2023-10-16 ジョージア工科大学
◆この技術の初期段階での原油成分の分離は、世界全体で使用されているエネルギーの約1%に相当し、ポリマー膜分離技術はバイオ燃料、生分解性プラスチック、パルプ、紙製品などさまざまな用途に応用できます。
◆ジョージア工科大学の研究チームは、このポリマー膜だけでなく、新しいポリマー膜の性能を予測するための人工知能ツールも開発しており、今後の開発を加速させる役割を果たすことが期待されています。この研究成果は2023年10月16日に「ネイチャー・マテリアルズ」誌に発表されました。
<関連情報>
- https://research.gatech.edu/new-polymer-membranes-ai-predictions-could-dramatically-reduce-energy-water-use-oil-refining
- https://www.nature.com/articles/s41563-023-01682-2
膜ベースの炭化水素分離のためのスピロ環モノマーからの溶液処理可能なポリトリアゾール Solution-processable polytriazoles from spirocyclic monomers for membrane-based hydrocarbon separations
Nicholas C. Bruno,Ronita Mathias,Young Joo Lee,Guanghui Zhu,Yun-Ho Ahn,Neel D. Rangnekar,J. R. Johnson,Scott Hoy,Irene Bechis,Andrew Tarzia,Kim E. Jelfs,Benjamin A. McCool,Ryan Lively & M. G. Finn
Nature Materials Published:16 October 2023
DOI:https://doi.org/10.1038/s41563-023-01682-2
Abstract
The thermal distillation of crude oil mixtures is an energy-intensive process, accounting for nearly 1% of global energy consumption. Membrane-based separations are an appealing alternative or tandem process to distillation due to intrinsic energy efficiency advantages. We developed a family of spirocyclic polytriazoles from structurally diverse monomers for membrane applications. The resulting polymers were prepared by a convenient step-growth method using copper-catalysed azide–alkyne cycloaddition, providing very fast reaction rates, high molecular weights and solubilities in common organic solvents and non-interconnected microporosity. Fractionation of whole Arabian light crude oil and atmospheric tower bottom feeds using these materials enriched the low-boiling-point components and removed trace heteroatom and metal impurities (comparable performance with the lighter feed as the commercial polyimide, Matrimid), demonstrating opportunities to reduce the energy cost of crude oil distillation with tandem membrane processes.

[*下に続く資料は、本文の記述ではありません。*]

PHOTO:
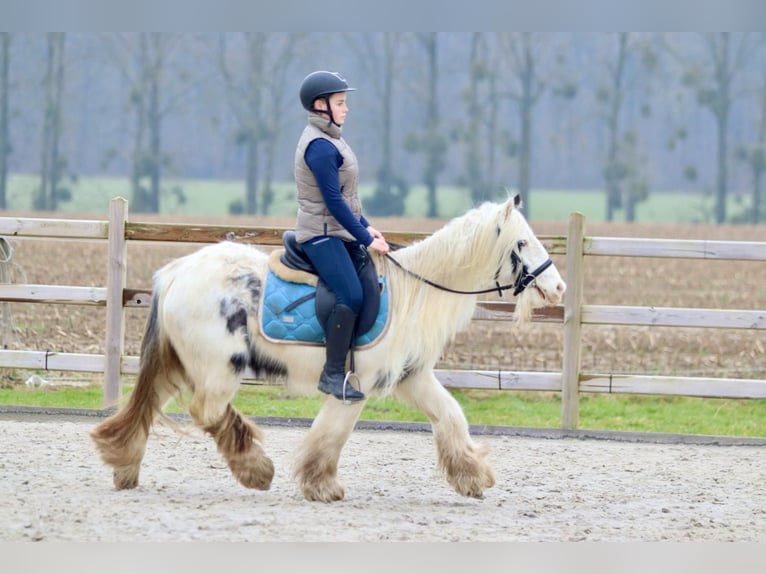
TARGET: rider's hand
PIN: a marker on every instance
(379, 244)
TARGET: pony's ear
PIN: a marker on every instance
(511, 204)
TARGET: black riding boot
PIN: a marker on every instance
(339, 330)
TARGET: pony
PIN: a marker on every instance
(203, 332)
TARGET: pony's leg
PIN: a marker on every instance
(121, 439)
(461, 459)
(316, 465)
(238, 439)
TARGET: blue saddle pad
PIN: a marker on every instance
(299, 323)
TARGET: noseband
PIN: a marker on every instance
(524, 278)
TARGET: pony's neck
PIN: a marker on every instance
(454, 256)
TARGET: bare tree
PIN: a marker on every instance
(5, 144)
(378, 60)
(524, 53)
(480, 132)
(52, 163)
(430, 140)
(624, 174)
(754, 156)
(143, 60)
(712, 77)
(256, 94)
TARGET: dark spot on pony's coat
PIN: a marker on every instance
(239, 362)
(235, 314)
(382, 378)
(253, 284)
(261, 366)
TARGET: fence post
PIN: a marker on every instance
(570, 371)
(117, 273)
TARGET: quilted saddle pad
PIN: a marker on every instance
(288, 313)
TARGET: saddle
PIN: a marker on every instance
(292, 265)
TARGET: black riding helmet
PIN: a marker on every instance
(322, 84)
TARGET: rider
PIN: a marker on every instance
(330, 225)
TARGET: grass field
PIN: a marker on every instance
(685, 415)
(212, 198)
(484, 345)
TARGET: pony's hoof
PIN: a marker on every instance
(259, 477)
(125, 478)
(327, 493)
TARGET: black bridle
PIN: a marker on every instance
(524, 277)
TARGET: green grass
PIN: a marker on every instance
(91, 195)
(685, 415)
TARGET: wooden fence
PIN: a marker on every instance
(570, 382)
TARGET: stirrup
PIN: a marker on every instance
(346, 382)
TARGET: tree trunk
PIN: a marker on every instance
(525, 109)
(155, 122)
(255, 50)
(476, 65)
(5, 58)
(386, 171)
(613, 125)
(721, 111)
(57, 162)
(434, 148)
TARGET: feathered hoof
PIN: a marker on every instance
(125, 478)
(473, 486)
(325, 492)
(255, 474)
(470, 474)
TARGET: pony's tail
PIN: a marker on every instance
(121, 438)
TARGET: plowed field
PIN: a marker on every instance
(486, 344)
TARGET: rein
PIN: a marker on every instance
(523, 280)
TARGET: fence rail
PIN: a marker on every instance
(570, 382)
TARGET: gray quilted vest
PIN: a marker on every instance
(313, 216)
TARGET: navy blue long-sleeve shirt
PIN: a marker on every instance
(324, 160)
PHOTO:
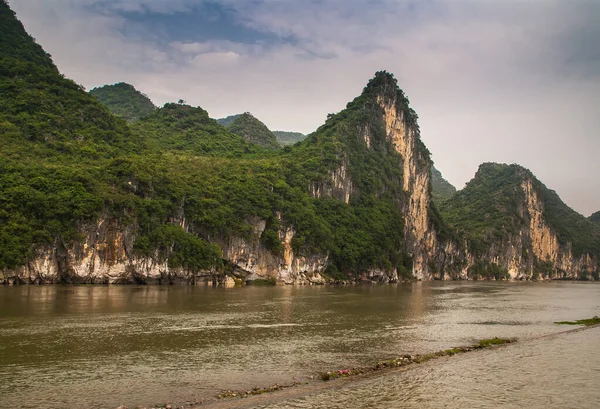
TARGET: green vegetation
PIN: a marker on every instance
(124, 101)
(184, 129)
(485, 343)
(253, 131)
(441, 189)
(228, 120)
(488, 210)
(16, 44)
(587, 322)
(288, 138)
(407, 360)
(66, 161)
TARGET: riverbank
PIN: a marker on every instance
(100, 347)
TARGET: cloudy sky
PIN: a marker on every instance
(513, 81)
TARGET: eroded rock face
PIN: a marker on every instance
(537, 241)
(106, 256)
(338, 185)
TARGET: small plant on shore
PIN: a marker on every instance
(484, 343)
(587, 322)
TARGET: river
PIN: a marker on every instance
(104, 346)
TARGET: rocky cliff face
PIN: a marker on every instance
(106, 256)
(431, 257)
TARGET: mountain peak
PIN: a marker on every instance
(124, 101)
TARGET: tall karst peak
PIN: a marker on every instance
(512, 221)
(441, 188)
(124, 101)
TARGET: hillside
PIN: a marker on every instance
(288, 138)
(441, 188)
(228, 120)
(253, 131)
(55, 140)
(177, 197)
(182, 128)
(505, 213)
(124, 101)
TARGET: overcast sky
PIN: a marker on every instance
(513, 81)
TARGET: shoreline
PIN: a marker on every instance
(245, 399)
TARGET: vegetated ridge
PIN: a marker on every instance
(124, 101)
(86, 198)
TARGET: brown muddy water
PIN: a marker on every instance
(101, 347)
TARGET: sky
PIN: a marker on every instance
(510, 81)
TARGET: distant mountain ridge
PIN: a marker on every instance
(253, 131)
(513, 221)
(124, 101)
(286, 138)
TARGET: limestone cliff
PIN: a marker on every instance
(517, 228)
(106, 255)
(175, 197)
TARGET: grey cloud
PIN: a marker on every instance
(508, 81)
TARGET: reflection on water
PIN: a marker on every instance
(555, 373)
(101, 347)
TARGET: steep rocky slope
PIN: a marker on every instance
(441, 188)
(124, 101)
(517, 227)
(177, 197)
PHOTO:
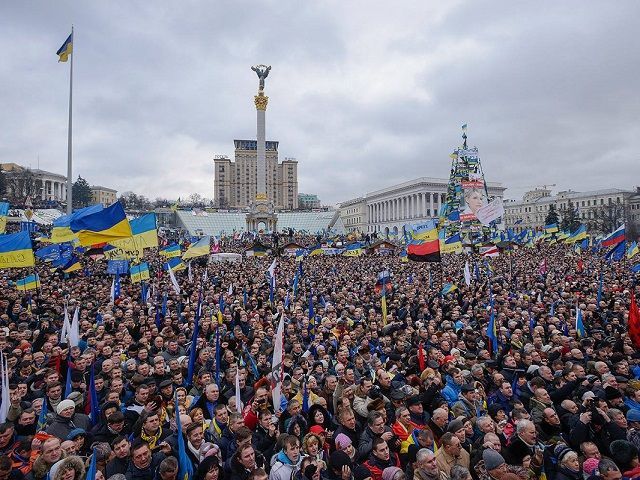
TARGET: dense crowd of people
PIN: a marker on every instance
(420, 394)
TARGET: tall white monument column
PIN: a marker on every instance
(262, 208)
(261, 101)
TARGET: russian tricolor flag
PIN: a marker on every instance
(614, 238)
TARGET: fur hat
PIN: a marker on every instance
(63, 405)
(390, 472)
(492, 459)
(58, 468)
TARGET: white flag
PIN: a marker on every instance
(174, 282)
(66, 326)
(276, 365)
(467, 273)
(113, 289)
(272, 269)
(490, 212)
(238, 400)
(74, 331)
(6, 400)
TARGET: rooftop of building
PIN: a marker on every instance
(14, 167)
(253, 144)
(217, 223)
(569, 195)
(104, 189)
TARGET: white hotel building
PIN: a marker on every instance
(387, 210)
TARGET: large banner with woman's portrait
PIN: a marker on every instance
(473, 197)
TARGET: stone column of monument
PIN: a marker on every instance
(261, 101)
(262, 210)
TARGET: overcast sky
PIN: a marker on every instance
(364, 94)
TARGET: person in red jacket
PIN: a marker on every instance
(380, 458)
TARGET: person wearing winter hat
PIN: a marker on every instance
(340, 465)
(590, 466)
(380, 458)
(287, 460)
(451, 453)
(62, 469)
(625, 454)
(633, 430)
(393, 473)
(361, 473)
(568, 463)
(66, 420)
(426, 467)
(494, 463)
(344, 443)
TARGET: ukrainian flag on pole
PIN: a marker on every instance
(66, 49)
(28, 283)
(198, 249)
(4, 212)
(104, 226)
(15, 250)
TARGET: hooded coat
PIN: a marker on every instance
(73, 461)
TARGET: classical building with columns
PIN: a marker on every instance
(36, 183)
(387, 210)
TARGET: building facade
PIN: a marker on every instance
(307, 201)
(354, 215)
(531, 211)
(387, 210)
(35, 183)
(105, 196)
(235, 182)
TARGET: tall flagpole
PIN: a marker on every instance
(69, 169)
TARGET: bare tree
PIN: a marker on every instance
(609, 217)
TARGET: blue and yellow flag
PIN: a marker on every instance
(579, 235)
(102, 227)
(580, 324)
(139, 272)
(4, 212)
(145, 235)
(28, 283)
(145, 230)
(66, 49)
(176, 264)
(62, 233)
(15, 250)
(170, 251)
(453, 244)
(353, 250)
(427, 231)
(448, 288)
(200, 248)
(72, 265)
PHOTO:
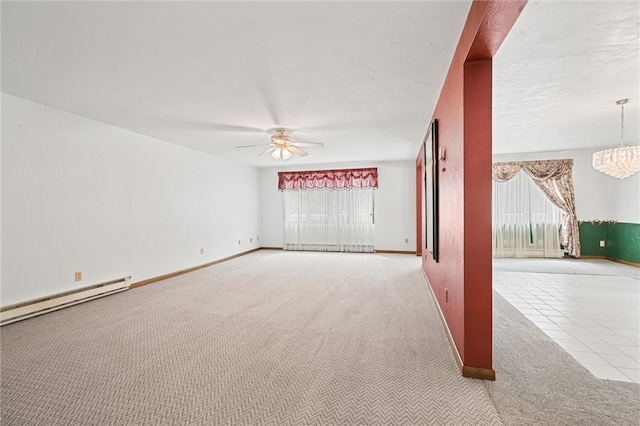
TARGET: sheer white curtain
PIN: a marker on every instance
(329, 220)
(525, 222)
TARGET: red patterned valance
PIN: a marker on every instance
(329, 179)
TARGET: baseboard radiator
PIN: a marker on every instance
(20, 311)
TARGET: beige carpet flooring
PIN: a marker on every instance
(270, 338)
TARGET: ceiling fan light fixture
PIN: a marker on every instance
(622, 161)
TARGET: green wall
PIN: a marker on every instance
(622, 240)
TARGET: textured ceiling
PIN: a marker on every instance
(361, 77)
(559, 72)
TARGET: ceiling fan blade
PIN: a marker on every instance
(267, 150)
(316, 144)
(296, 150)
(252, 146)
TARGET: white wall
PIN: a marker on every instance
(79, 195)
(394, 204)
(598, 196)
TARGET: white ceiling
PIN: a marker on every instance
(361, 77)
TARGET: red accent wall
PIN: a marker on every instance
(464, 123)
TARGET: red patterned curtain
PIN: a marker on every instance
(329, 179)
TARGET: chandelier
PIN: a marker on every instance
(622, 161)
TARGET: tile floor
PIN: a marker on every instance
(590, 307)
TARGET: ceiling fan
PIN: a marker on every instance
(281, 146)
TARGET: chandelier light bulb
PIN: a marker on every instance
(622, 161)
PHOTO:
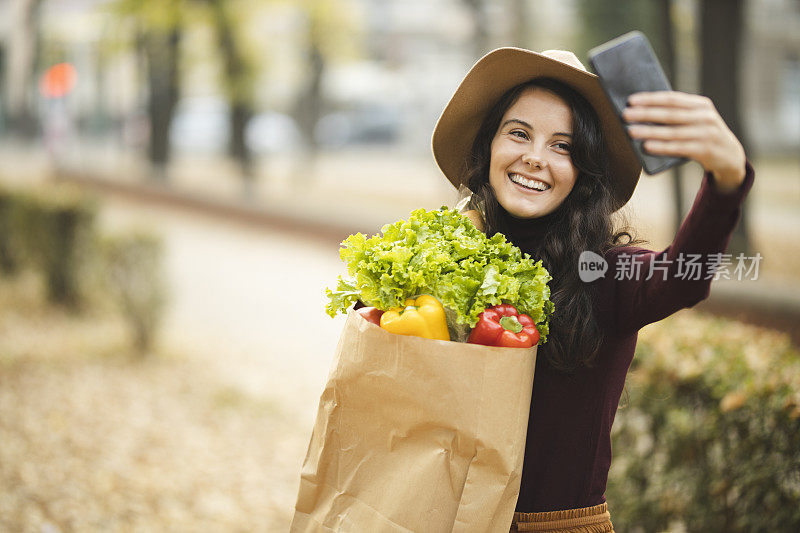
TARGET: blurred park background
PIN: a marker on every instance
(176, 175)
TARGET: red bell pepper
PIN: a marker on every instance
(503, 325)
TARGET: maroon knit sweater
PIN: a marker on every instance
(568, 447)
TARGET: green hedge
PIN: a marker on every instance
(134, 277)
(53, 231)
(50, 230)
(707, 437)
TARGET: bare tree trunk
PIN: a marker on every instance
(23, 51)
(480, 39)
(162, 51)
(240, 103)
(308, 109)
(520, 29)
(722, 28)
(670, 67)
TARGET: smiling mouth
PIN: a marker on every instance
(529, 184)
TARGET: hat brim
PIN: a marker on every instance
(499, 71)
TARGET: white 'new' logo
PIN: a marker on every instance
(591, 266)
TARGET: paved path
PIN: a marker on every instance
(249, 301)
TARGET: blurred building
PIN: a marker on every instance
(402, 61)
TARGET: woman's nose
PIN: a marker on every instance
(534, 160)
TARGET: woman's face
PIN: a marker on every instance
(531, 170)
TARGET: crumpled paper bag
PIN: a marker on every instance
(417, 435)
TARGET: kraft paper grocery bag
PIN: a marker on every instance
(417, 435)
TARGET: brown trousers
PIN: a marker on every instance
(585, 520)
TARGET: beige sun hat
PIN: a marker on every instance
(504, 68)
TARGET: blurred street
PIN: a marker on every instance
(249, 139)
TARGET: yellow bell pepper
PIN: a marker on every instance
(423, 317)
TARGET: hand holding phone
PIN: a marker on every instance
(628, 65)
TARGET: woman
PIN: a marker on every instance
(535, 139)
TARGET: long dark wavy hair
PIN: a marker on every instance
(582, 222)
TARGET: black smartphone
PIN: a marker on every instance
(628, 65)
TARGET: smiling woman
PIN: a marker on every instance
(534, 138)
(531, 169)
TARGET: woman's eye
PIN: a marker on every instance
(563, 146)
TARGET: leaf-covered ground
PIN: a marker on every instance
(93, 438)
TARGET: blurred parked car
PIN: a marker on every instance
(270, 132)
(203, 125)
(200, 124)
(374, 123)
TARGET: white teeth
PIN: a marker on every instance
(531, 184)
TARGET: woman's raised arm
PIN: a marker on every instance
(688, 125)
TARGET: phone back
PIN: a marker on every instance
(628, 65)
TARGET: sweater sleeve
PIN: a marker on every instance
(650, 286)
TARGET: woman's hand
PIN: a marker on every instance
(687, 125)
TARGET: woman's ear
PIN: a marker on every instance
(475, 217)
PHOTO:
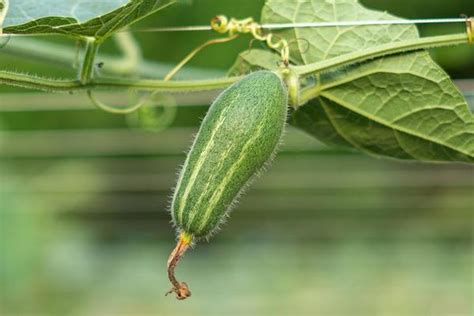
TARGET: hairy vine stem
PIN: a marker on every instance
(55, 85)
(88, 64)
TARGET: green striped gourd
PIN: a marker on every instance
(237, 138)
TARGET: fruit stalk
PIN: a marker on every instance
(179, 288)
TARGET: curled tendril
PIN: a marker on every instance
(233, 26)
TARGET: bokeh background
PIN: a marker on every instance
(84, 228)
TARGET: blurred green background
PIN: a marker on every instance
(84, 228)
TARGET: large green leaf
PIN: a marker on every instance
(402, 106)
(77, 17)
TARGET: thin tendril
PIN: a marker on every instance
(195, 51)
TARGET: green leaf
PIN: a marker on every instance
(3, 12)
(402, 106)
(97, 19)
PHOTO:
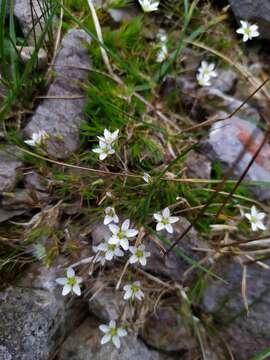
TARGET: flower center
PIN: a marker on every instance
(72, 281)
(139, 253)
(121, 234)
(134, 288)
(113, 331)
(111, 247)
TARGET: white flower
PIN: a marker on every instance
(121, 234)
(133, 291)
(162, 36)
(255, 218)
(248, 30)
(37, 138)
(149, 5)
(110, 216)
(205, 73)
(104, 150)
(147, 178)
(71, 283)
(162, 53)
(108, 137)
(164, 220)
(108, 251)
(138, 255)
(112, 333)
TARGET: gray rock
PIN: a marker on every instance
(255, 11)
(106, 304)
(225, 81)
(32, 20)
(9, 168)
(35, 317)
(198, 166)
(84, 344)
(245, 334)
(173, 266)
(212, 100)
(167, 330)
(226, 141)
(61, 118)
(26, 53)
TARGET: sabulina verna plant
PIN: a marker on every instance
(256, 219)
(106, 143)
(139, 255)
(37, 138)
(149, 5)
(112, 333)
(205, 73)
(248, 30)
(165, 220)
(121, 234)
(133, 291)
(71, 283)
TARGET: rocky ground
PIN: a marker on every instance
(209, 298)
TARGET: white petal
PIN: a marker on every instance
(112, 323)
(166, 212)
(125, 244)
(114, 229)
(131, 232)
(66, 290)
(70, 272)
(77, 290)
(121, 332)
(61, 281)
(169, 228)
(125, 225)
(159, 226)
(158, 216)
(106, 338)
(173, 219)
(104, 328)
(107, 219)
(116, 341)
(143, 261)
(133, 259)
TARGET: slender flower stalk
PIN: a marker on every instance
(121, 234)
(256, 219)
(165, 220)
(112, 333)
(133, 291)
(71, 283)
(138, 255)
(248, 30)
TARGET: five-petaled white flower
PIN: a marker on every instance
(121, 234)
(71, 283)
(147, 178)
(37, 138)
(108, 251)
(112, 333)
(248, 30)
(255, 218)
(138, 254)
(133, 291)
(205, 73)
(165, 220)
(149, 5)
(110, 216)
(104, 150)
(109, 137)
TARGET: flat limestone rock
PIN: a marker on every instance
(226, 141)
(62, 117)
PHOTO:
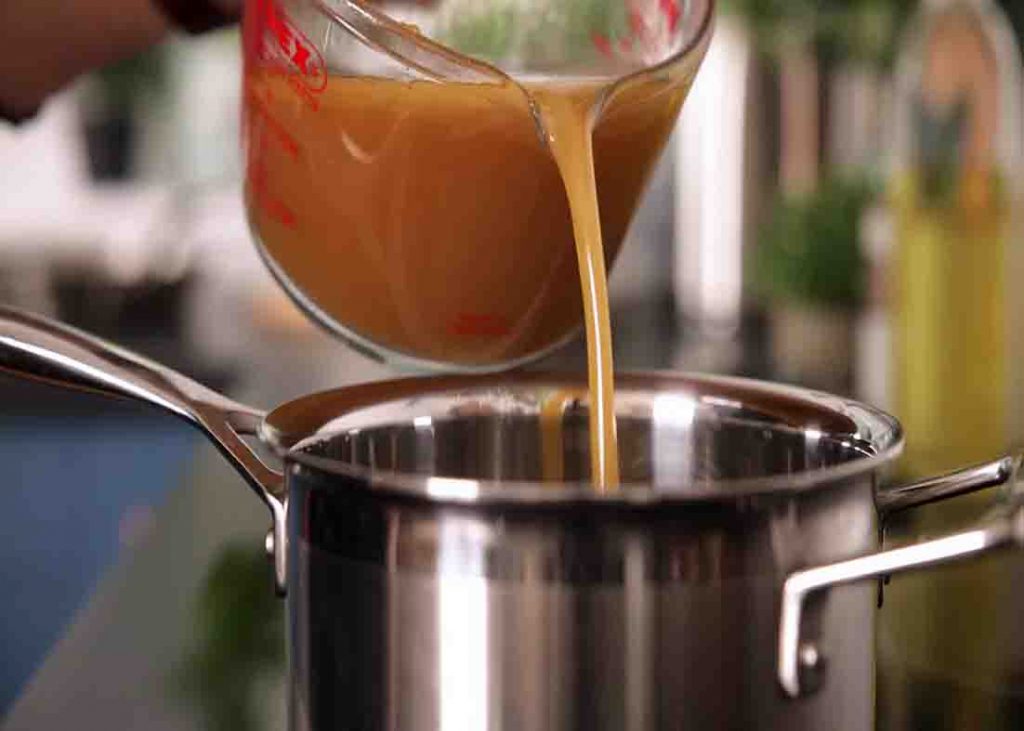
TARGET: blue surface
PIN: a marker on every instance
(69, 481)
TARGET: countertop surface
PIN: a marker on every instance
(120, 579)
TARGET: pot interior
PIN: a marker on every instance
(676, 434)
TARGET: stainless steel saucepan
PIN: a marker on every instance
(449, 566)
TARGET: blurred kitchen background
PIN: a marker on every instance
(839, 208)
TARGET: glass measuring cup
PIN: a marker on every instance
(398, 183)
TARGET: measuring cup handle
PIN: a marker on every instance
(801, 662)
(41, 349)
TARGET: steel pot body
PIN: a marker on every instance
(449, 565)
(406, 614)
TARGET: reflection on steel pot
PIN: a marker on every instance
(448, 565)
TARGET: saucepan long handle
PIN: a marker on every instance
(801, 662)
(44, 350)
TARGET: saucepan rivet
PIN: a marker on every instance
(809, 655)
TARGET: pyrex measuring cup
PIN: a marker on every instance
(397, 182)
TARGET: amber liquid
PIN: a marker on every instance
(431, 219)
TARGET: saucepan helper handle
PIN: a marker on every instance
(41, 349)
(801, 662)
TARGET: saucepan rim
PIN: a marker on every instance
(291, 428)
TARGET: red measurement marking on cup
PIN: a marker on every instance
(279, 43)
(278, 132)
(650, 27)
(470, 324)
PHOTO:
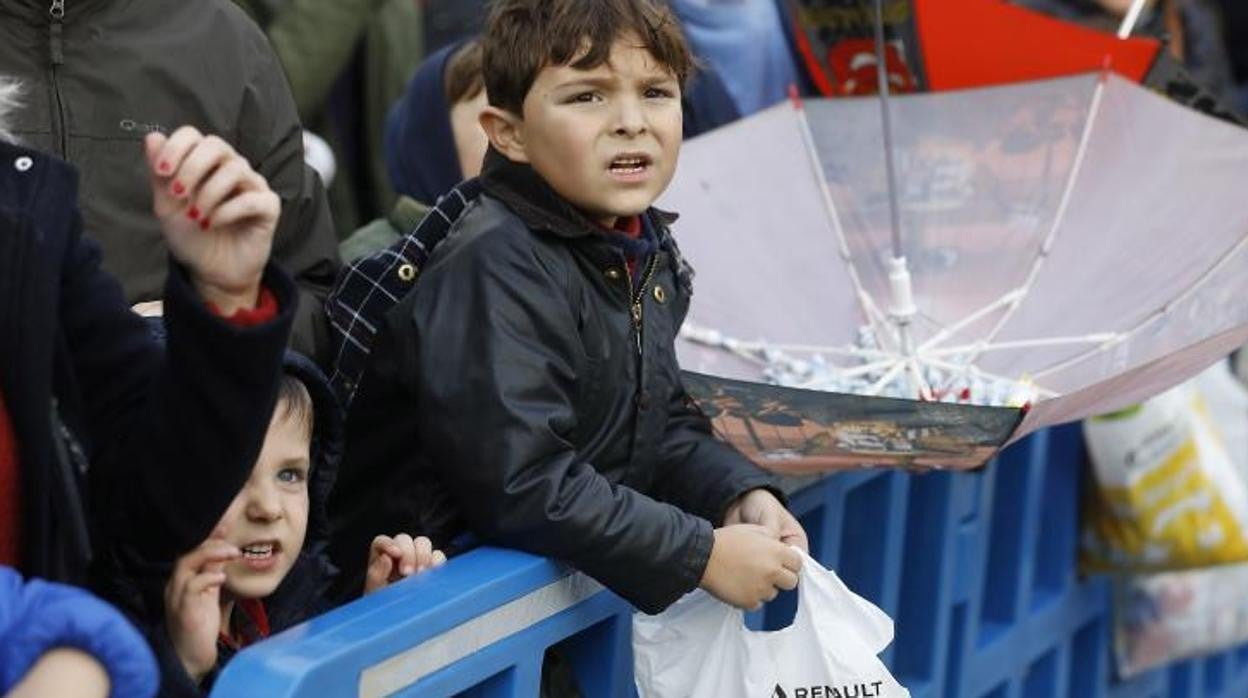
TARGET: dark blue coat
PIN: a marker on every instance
(36, 617)
(122, 446)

Membrane-based molecular separation under these demanding conditions is made possible by high thermal stability and a moderate level of dynamic chain mobility, leading to transient interconnections between micropores, as revealed by the calculations of static and swollen pore structures.